Mostly, I wanted an excuse to use this picture....
I should have paid a little more attention to the e-mail exchange between Chomsky and Harris.
For example, I caught the "good intentions" defense of America by Harris; what I missed was the moral superiority based on, you know, exceptionalism:
For Sam Harris, “not all cultures are at the same stage of moral development.” Yes, he admits, the U.S. has committed atrocities at a larger scale than many of our enemies, but we have higher moral standing because these were mistakes. Harris likens the U.S. to a “well-intentioned giant,” whose aims are good even if it occasionally blunders.Yikes! "Same state of moral development"? What you mean "we," Kemosabe?

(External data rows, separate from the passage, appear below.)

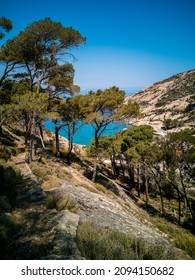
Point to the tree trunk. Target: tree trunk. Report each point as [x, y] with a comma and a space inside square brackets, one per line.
[41, 136]
[161, 198]
[70, 145]
[31, 144]
[146, 190]
[57, 140]
[138, 182]
[179, 208]
[95, 162]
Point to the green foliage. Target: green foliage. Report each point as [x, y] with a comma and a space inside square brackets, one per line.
[6, 25]
[59, 201]
[41, 171]
[186, 242]
[10, 177]
[170, 124]
[96, 243]
[8, 229]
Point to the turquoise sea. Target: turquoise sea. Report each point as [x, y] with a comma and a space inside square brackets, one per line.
[86, 132]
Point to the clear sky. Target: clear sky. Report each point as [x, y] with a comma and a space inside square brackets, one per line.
[130, 43]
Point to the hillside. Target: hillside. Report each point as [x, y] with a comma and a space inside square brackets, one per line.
[58, 213]
[172, 98]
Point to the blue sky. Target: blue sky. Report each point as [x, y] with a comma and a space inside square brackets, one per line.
[130, 43]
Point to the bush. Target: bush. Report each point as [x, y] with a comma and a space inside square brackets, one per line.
[10, 176]
[8, 229]
[40, 170]
[186, 242]
[96, 243]
[60, 201]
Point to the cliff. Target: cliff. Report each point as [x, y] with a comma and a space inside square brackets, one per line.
[172, 98]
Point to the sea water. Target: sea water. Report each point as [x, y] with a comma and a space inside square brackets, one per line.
[86, 132]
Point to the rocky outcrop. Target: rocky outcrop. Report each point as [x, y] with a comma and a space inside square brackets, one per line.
[110, 213]
[166, 99]
[44, 233]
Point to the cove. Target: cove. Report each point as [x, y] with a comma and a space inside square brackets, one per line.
[86, 133]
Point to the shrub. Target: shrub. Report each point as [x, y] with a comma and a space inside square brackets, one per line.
[10, 176]
[8, 229]
[96, 243]
[40, 170]
[186, 242]
[60, 201]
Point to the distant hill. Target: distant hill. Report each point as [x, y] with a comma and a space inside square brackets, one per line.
[172, 98]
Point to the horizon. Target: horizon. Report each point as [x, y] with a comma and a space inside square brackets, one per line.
[129, 44]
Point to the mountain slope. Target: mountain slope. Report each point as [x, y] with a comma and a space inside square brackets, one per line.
[171, 98]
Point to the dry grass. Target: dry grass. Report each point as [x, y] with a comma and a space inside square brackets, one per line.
[60, 201]
[52, 182]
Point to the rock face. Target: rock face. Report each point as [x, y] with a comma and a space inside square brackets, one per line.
[109, 213]
[45, 233]
[166, 99]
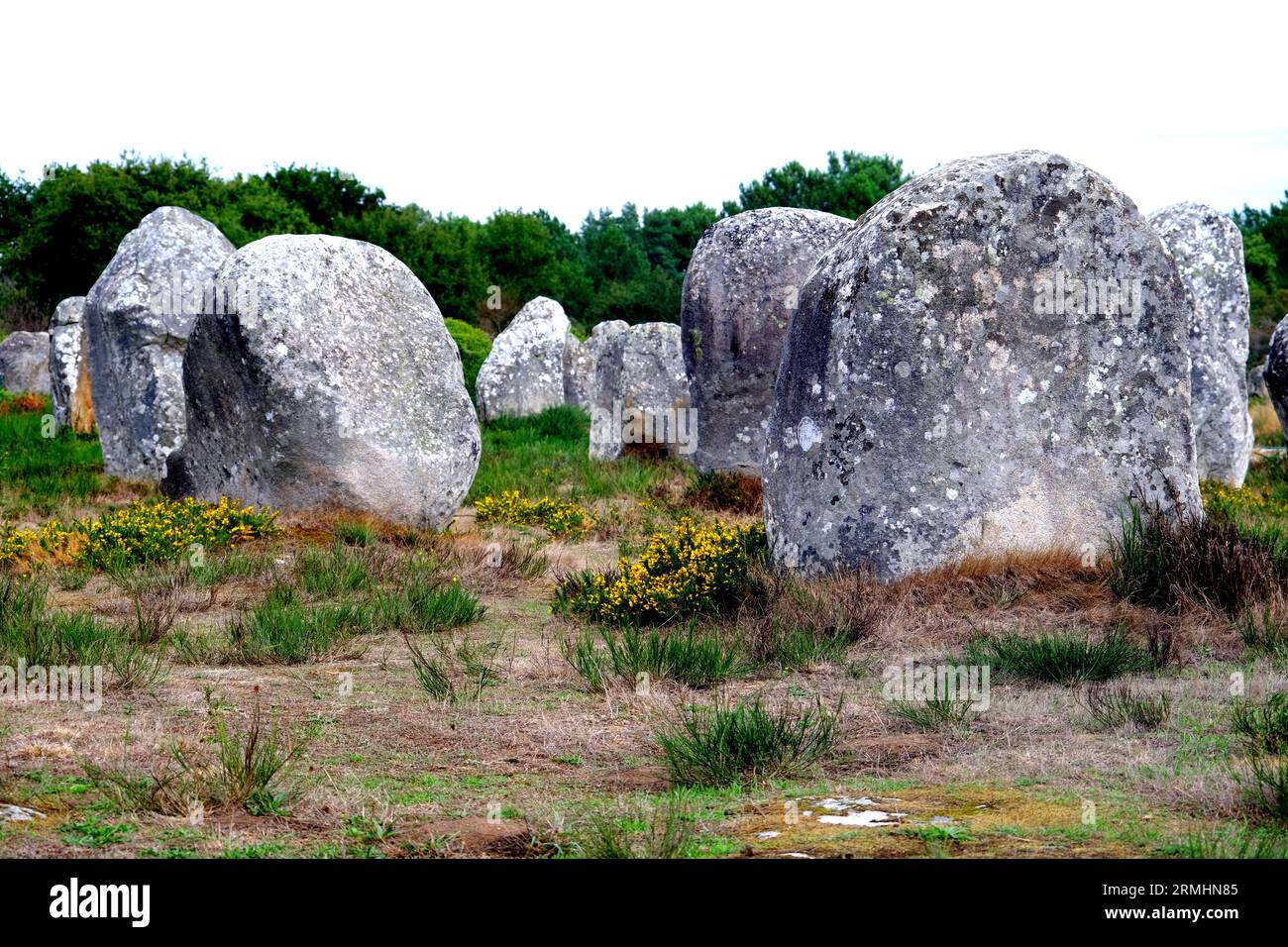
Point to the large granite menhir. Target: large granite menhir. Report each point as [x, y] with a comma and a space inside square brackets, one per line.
[739, 294]
[138, 316]
[1209, 253]
[334, 385]
[996, 357]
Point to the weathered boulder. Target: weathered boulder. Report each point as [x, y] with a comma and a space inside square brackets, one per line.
[524, 372]
[80, 411]
[64, 346]
[647, 403]
[995, 359]
[25, 363]
[138, 316]
[335, 385]
[606, 342]
[1276, 371]
[739, 294]
[1257, 381]
[1209, 253]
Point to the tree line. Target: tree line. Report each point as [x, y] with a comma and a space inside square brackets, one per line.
[56, 234]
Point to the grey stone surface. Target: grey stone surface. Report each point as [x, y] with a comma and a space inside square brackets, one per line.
[64, 346]
[606, 342]
[1276, 371]
[524, 372]
[647, 403]
[1209, 253]
[138, 316]
[739, 294]
[335, 386]
[25, 363]
[944, 389]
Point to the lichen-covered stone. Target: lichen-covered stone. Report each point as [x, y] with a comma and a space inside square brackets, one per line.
[995, 359]
[25, 363]
[64, 347]
[739, 294]
[647, 403]
[524, 372]
[1209, 253]
[335, 385]
[606, 342]
[138, 316]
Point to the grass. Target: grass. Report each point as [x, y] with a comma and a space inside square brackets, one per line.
[1059, 657]
[935, 714]
[639, 657]
[1166, 562]
[722, 745]
[39, 474]
[1113, 707]
[1262, 727]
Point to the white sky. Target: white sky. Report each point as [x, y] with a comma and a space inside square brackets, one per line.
[570, 107]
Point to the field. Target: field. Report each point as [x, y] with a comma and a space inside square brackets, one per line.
[338, 686]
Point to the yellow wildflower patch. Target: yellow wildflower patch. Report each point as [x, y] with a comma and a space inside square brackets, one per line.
[688, 571]
[557, 517]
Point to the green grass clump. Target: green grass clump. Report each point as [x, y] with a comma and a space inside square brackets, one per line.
[719, 746]
[691, 657]
[1059, 657]
[1113, 707]
[475, 346]
[542, 454]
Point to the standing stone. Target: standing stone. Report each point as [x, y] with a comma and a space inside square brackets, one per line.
[334, 385]
[739, 292]
[524, 372]
[81, 410]
[1257, 382]
[25, 363]
[138, 317]
[651, 407]
[996, 357]
[64, 344]
[606, 342]
[1276, 371]
[1209, 253]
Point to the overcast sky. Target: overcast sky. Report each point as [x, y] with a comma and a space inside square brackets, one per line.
[477, 106]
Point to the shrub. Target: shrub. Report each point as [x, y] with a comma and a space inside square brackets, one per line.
[475, 346]
[1112, 707]
[721, 489]
[1164, 561]
[1262, 727]
[697, 660]
[719, 746]
[557, 517]
[1059, 657]
[935, 714]
[142, 534]
[691, 571]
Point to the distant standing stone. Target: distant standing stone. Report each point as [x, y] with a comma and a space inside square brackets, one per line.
[524, 372]
[25, 363]
[64, 346]
[606, 342]
[993, 359]
[739, 292]
[1209, 252]
[138, 317]
[335, 386]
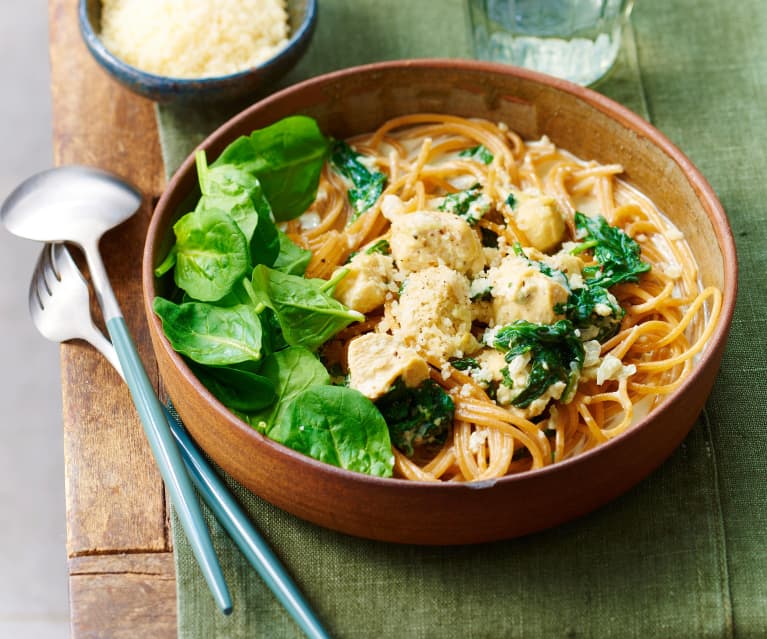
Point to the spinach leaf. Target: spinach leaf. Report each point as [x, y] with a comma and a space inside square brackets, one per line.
[307, 313]
[239, 193]
[238, 389]
[291, 371]
[287, 159]
[479, 153]
[419, 416]
[592, 306]
[368, 185]
[339, 426]
[617, 254]
[381, 246]
[211, 254]
[464, 363]
[556, 355]
[469, 205]
[292, 258]
[212, 335]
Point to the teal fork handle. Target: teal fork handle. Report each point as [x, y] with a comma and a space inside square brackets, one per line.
[169, 461]
[231, 516]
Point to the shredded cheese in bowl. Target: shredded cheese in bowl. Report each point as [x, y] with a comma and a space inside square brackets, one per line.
[194, 38]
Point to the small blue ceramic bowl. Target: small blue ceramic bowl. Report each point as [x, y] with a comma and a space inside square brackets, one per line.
[302, 15]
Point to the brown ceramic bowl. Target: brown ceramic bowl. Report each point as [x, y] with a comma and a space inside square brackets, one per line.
[577, 119]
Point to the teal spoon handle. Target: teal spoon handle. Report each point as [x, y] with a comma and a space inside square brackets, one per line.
[169, 460]
[232, 517]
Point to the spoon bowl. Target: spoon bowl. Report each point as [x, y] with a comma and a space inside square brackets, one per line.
[79, 204]
[73, 203]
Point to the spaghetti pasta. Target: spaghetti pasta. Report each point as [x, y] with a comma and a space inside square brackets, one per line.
[478, 184]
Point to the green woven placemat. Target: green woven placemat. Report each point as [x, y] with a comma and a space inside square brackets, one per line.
[684, 554]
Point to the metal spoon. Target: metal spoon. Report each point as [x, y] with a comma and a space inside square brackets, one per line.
[79, 204]
[58, 305]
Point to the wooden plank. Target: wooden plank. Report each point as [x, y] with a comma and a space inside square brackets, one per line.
[122, 581]
[126, 596]
[115, 498]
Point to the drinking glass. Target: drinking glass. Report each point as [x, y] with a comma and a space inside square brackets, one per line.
[577, 40]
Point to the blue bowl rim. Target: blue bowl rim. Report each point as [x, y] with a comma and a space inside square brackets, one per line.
[156, 82]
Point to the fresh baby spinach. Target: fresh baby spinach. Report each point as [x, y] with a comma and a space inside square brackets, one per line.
[469, 205]
[307, 312]
[593, 307]
[239, 193]
[479, 153]
[211, 254]
[287, 159]
[556, 355]
[290, 371]
[211, 335]
[339, 426]
[416, 416]
[291, 259]
[368, 185]
[617, 254]
[238, 389]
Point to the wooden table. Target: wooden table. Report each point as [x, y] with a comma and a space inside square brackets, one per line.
[119, 547]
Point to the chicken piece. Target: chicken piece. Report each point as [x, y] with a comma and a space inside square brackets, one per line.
[431, 238]
[434, 314]
[376, 360]
[521, 292]
[369, 279]
[539, 218]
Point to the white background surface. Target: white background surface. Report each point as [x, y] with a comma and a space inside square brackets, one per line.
[33, 573]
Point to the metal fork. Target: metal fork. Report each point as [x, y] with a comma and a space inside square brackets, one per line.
[59, 303]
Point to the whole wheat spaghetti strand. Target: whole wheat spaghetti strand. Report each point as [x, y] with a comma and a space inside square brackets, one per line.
[668, 317]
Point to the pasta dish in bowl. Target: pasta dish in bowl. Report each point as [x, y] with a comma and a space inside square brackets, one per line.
[438, 325]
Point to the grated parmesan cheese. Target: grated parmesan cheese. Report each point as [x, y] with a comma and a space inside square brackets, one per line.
[194, 38]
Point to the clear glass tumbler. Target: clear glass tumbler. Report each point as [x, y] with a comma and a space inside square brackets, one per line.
[577, 40]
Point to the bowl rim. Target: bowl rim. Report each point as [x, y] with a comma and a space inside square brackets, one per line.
[155, 82]
[611, 108]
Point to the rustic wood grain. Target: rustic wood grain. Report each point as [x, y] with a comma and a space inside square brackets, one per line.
[121, 574]
[120, 596]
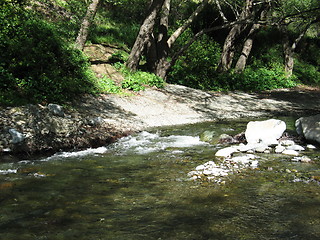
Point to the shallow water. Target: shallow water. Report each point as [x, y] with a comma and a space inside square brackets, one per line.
[138, 188]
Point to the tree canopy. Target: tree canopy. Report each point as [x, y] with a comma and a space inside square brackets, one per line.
[208, 44]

I'll leave the "thought experiment" Harris constructs from that premise for Chomsky to rebut (you can read it easily at the link). I'm still stuck on this "some cultures are morally superior to others." I knew modern-day atheists were still pretty much on the cutting edge of the 19th century. I had no idea they were stuck on the bleeding edge of 19th century empire.
This is not a passing fancy with Harris; it is his raison d'ĂȘtre, indeed, it is his reason, period.
In The End of Faith, Sam Harris accuses Chomsky and other leftists of “moral blindness” towards the important differences between “the kind of force civilized democracies project in the world, warts and all, and the internecine violence [perpetuated by Muslim governments].” Harris argues that there is a qualitative moral difference between the U.S. and the Muslim world, which leftists like Chomsky cannot see.Because, you know, we're at a different stage of moral development. Can I just say, at the risk of invoking Godwin's Law, that this was the reasoning used by Nazi Germany to exterminate Jews, homosexuals, and any other classification of people they could come up with?
Because, really, it was.
I can understand why Harris' argument is appealing. I can also understand why it sells books. But even in America, popularity and profits should not equal moral authority. Or good sense, for that matter.